Advocates are customers who are aggressively loyal. They will not only withstand temptations to defect, they will actively sing your praises.
How do you build these super Return Customers? By sequentially achieving four key levels of customer service and meeting customer expectations.
Customer Expectation #1: Accuracy
At the lowest level, customers expect accuracy.
You expect to get what you ordered without errors or missed shipments. You want your credit card bill to correctly list all your purchases and payments.
Your customers must get what they paid for and are expecting. Deliver on what you promise. Accuracy is an assumed standard in doing business. When present, accuracy is taken for granted.
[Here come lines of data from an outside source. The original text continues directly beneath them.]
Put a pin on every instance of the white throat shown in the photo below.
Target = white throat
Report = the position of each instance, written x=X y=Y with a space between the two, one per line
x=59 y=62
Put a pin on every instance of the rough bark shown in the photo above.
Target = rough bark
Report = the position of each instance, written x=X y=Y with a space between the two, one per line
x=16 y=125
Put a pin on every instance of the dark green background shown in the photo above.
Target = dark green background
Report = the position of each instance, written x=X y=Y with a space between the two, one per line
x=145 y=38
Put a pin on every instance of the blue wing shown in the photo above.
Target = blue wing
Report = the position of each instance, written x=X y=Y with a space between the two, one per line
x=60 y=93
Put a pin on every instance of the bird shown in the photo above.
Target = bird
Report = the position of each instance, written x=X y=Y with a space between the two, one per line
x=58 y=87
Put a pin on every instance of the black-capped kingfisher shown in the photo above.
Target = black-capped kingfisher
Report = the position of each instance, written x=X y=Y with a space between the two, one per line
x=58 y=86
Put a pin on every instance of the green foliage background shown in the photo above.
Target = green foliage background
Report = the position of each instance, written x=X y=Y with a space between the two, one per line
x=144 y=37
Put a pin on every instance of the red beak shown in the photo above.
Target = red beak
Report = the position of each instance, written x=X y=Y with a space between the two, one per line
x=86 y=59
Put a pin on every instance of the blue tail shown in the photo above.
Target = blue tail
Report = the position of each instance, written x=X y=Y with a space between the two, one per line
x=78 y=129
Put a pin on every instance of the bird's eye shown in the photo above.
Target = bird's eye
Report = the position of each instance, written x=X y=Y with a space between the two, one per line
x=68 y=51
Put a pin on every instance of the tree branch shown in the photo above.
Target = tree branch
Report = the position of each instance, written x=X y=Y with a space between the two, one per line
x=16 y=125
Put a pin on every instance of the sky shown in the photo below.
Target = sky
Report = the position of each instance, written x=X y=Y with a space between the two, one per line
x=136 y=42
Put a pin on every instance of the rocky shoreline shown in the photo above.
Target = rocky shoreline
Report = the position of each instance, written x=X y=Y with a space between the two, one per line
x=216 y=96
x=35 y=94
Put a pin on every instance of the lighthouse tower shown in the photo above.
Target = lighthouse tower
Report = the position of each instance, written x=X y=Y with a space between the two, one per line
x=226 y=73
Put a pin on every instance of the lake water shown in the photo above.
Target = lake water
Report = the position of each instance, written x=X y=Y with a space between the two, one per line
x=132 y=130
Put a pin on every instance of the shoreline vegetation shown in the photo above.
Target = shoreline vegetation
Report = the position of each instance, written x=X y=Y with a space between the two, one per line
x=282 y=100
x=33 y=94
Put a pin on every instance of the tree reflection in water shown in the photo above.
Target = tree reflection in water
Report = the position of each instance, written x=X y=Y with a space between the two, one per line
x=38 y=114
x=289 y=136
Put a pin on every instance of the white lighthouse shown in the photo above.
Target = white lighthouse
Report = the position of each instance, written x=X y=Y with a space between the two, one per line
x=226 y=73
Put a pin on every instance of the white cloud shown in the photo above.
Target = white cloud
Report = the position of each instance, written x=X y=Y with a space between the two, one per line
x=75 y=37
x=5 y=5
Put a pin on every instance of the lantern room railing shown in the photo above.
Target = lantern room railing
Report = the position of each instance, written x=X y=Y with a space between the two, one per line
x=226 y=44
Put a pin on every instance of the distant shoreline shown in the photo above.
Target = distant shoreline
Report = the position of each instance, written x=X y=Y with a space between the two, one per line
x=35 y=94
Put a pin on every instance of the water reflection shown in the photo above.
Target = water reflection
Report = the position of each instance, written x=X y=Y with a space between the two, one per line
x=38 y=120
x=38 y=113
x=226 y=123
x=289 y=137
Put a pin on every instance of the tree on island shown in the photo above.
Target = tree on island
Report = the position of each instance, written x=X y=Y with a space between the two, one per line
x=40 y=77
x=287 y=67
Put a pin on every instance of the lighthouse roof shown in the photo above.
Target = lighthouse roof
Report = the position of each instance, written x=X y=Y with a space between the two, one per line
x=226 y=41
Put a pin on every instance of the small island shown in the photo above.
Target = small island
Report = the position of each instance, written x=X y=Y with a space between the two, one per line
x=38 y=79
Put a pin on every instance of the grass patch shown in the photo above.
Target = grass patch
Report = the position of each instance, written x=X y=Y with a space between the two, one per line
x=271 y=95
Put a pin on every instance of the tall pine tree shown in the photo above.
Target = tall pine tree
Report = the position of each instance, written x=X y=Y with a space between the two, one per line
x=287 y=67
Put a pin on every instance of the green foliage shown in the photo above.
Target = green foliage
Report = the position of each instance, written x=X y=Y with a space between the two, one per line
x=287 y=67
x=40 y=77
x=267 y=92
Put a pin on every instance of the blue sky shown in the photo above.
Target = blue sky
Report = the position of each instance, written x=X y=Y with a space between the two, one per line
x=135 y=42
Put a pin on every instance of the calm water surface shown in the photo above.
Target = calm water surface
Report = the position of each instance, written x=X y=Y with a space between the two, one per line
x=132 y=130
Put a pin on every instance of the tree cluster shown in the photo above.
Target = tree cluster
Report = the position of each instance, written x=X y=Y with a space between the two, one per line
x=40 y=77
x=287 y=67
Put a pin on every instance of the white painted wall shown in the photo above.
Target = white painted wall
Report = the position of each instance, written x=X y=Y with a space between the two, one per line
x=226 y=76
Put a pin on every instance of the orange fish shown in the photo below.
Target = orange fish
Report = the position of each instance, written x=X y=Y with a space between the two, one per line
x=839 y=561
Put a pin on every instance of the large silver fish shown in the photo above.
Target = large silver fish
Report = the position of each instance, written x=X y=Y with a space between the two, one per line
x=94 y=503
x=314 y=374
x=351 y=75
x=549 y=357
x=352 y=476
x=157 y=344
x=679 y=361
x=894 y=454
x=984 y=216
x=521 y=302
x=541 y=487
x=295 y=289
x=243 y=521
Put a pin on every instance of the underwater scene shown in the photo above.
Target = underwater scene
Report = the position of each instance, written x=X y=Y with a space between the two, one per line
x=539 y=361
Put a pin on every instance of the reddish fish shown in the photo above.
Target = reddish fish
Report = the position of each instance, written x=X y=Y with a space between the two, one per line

Its absence swiftly leads to customer dissatisfaction.
Customer Expectation #2: Availability
Any company that makes itself more accessible will obviously increase the number of customers who are willing to give it a try.
You can leverage the power of convenience to reach more potential customers. When the barriers to entry are lower, you’ve got a better shot of earning first-time customers.
Availability is important but should not stand by itself or be relied on as a single benefit to the customer. Since availability is easy to mimic, your rivals can reduce this “competitive advantage to a commodity.”
Customer Expectation #3: Partnership
[Customers] want you to listen to them, to be responsive to them, to make them feel they are on the same side of the fence as you.
Partnerships can be built only when you:
- Identify customer needs.
- Understand and can identify customer behavior.
- Solicit and act upon customer feedback.
Customer Expectation #4: Advice
Customers feel the closest bond to organizations that have helped them learn.
Think of the free seminars, telecasts, tutorials, workshops, and classes you see advertised everyday. Remember your alma mater where you earned that degree?
These are all instances where you have learned or can learn something. As a result, you are much more likely to reciprocate the favor. You’ve probably donated to an alumni-sponsored scholarship or even bought that paint you learned to use at a Home Depot workshop.
Building Blocks of Customer Expectations
Each of these levels builds on the others and will eventually lead to some very happy and loyal customers. Make sure you’re meeting the basic customer expectations and then work on developing those partnerships and advice relationships with customers. Cultivating quality customer relationships will drive repeat business and allow your company to continue its growth.